Several local social welfare and educational organizations in the city of Ofunato supported the collection of data used for this analysis. Volunteers from the Masaaki elementary and middle schools, temporary housing facilities (kasetsu jūtaku), a local hospital, and the municipal offices carried out the survey. After two rounds of pilot tests, one in early 2013 to refine the survey questions and the other in the summer of 2013 before the start of Ibasho facility, enumerators carried out a survey of 1142 respondents in the fall of 2014, more than one year after the opening of the Ibasho Café13. The volunteers sampled ten neighborhoods across Ofunato city, each of which had 1000–7500 residents. We used geographic-based randomized sampling to ensured that the survey included those who live in 10 neighborhood where the Ibasho facility is located (i.e., Massaki-cho) and those living in the other 9 neighborhoods of Ofunato city. The respondents’ residential areas were coded by neighborhood to be included in regression models. The survey was carried out in accordance with relevant IRB guidelines and regulations (Northeastern University #15-10-33).

Variables

Self-evaluated recovery progress in their homes and communities serves as the core dependent variable in this study. The survey asked the respondents two questions about recovery: “Would you say that the recovery/reconstruction efforts for your family have made progress?” (Question 15); and “Would you say that the recovery/reconstruction efforts for our neighborhood have made progress?” (Question 16). The responses were coded using a five-point Likert scale: great progress, some progress, couldn’t say, not so much progress, and no progress. Although these variables do not capture objective progress of recovery (such as physical infrastructure recovery, the reopening of medical facilities, etc.), past studies regularly relied on individuals’ subjective evaluations including self-rating of their physical and mental health conditions and their satisfaction with recovery programs28,34,35.

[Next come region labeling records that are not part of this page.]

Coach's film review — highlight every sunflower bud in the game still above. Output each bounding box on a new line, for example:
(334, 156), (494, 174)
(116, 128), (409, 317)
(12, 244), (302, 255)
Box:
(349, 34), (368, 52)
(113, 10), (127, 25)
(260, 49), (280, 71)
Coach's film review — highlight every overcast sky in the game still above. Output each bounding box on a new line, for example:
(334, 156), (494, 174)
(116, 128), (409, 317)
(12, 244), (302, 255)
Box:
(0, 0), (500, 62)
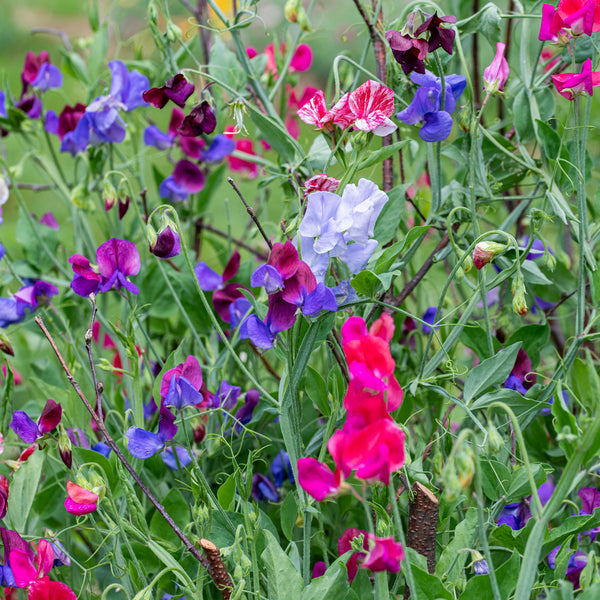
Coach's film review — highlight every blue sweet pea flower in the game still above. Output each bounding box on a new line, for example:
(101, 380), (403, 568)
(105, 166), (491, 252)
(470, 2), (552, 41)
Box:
(396, 71), (467, 142)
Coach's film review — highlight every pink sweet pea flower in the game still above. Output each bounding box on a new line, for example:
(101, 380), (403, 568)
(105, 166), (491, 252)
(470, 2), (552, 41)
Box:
(27, 576), (77, 600)
(65, 481), (98, 516)
(348, 79), (398, 137)
(552, 58), (600, 100)
(8, 539), (54, 588)
(483, 42), (510, 94)
(298, 458), (340, 502)
(360, 533), (404, 573)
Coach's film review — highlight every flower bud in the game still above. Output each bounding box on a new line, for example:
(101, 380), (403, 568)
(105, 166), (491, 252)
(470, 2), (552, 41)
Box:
(485, 423), (504, 456)
(103, 178), (117, 212)
(473, 241), (506, 270)
(512, 275), (528, 317)
(58, 423), (73, 469)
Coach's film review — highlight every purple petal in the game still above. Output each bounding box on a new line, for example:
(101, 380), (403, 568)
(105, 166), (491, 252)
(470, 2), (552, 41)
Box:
(194, 262), (223, 292)
(9, 410), (43, 444)
(173, 159), (206, 194)
(161, 446), (193, 471)
(250, 264), (284, 294)
(125, 427), (165, 459)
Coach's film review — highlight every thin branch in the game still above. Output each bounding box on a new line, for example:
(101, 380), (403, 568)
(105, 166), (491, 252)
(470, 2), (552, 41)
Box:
(196, 219), (269, 262)
(85, 293), (104, 421)
(35, 316), (239, 588)
(227, 177), (273, 250)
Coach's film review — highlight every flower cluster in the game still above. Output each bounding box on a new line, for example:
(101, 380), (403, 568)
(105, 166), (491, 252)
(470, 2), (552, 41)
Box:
(385, 12), (456, 75)
(240, 242), (337, 348)
(396, 71), (467, 142)
(298, 79), (397, 136)
(298, 314), (404, 501)
(69, 238), (141, 296)
(298, 179), (388, 282)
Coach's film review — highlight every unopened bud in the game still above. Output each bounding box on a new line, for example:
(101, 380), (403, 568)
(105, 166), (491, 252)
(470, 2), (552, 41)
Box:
(512, 275), (528, 317)
(58, 423), (73, 469)
(103, 178), (117, 212)
(473, 241), (506, 270)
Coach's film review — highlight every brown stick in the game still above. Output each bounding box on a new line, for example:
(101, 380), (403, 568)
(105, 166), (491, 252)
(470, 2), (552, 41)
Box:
(354, 0), (394, 192)
(35, 316), (231, 600)
(404, 481), (440, 599)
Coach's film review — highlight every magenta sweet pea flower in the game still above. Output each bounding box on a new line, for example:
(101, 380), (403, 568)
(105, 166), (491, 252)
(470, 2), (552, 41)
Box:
(65, 481), (98, 516)
(360, 533), (404, 573)
(483, 42), (510, 94)
(552, 58), (600, 100)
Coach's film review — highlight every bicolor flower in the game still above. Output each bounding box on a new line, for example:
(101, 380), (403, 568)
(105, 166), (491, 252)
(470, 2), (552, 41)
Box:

Among the independent variables, the survey asked respondents how often they visited the Ibasho house (Question 28–29). Their answers were coded on a seven-point Likert scale (0–6): daily, 3–4 times a week, once a week, a few times a month, once a month, less than once a month, and never visited. In addition, the survey included three social capital indicators. For participation in voluntary organizations, the survey asked if they are a member of any organization, such as unions, cooperative organizations, volunteer groups, senior clubs, wives clubs, or some similar groups (Question 10). The answers were binary (yes/no), therefore, the responses were coded in a binary fashion. For personal networks, the survey asked how many people in their neighborhood they talked with regularly (Question 19). The suggested answers were: none, 1 person, several people, 10 people, and 50 people or more. The responses were coded using 5-point Likert scale (0–4). For the respondents’ trust, the survey asked how much they trust the people in their neighborhood. Three possible answers were suggested: yes, not sure, and no (0–2).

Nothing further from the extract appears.